The order is a dreadful mistake for the court. It is also virtually gratuitous at this point given the fact that the word was out at the time of the posting. The court could have limited references of the lawyers in public filings and simply sealed the document if it believed that there was a lingering benefit to the sealing of the document. However, to reach out and restrain a newspaper is unwarranted and, in my view, unconstitutional.
The FBI’s Eurasian Organized Crime Task Force previously identified Balian as a person of interest with connections to the Mexican Mafia and Armenian organized crime.

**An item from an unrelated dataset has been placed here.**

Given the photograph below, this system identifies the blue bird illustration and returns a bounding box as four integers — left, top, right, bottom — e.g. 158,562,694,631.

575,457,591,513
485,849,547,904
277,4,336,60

The Supreme Court has always relied on post-publication penalties as a deterrent to improper or harmful publications. In Nebraska Press Assn. v. Stuart the Court noted:
The thread running through all these cases is that prior restraints on speech and publication are the most serious and the least tolerable infringement on First Amendment rights. A criminal penalty or a judgment in a defamation case is subject to the whole panoply of protections afforded by deferring the impact of the judgment until all avenues of appellate review have been exhausted. Only after judgment has become final, correct or otherwise, does the law’s sanction become fully operative. A prior restraint, by contrast and by definition, has an immediate and irreversible sanction. If it can be said that a threat of criminal or civil sanctions after publication ‘chills’ speech, prior restraint ‘freezes’ it at least for the time.
The L.A. Times is wisely appealing the decision of Judge Walter.
A former prosecutor, Judge Walter was nominated by President George W. Bush and confirmed in 2002. He holds a Bachelor of Arts degree from Loyola University of Los Angeles in 1966 and a Juris Doctor from Loyola University of Los Angeles School of Law in 1969.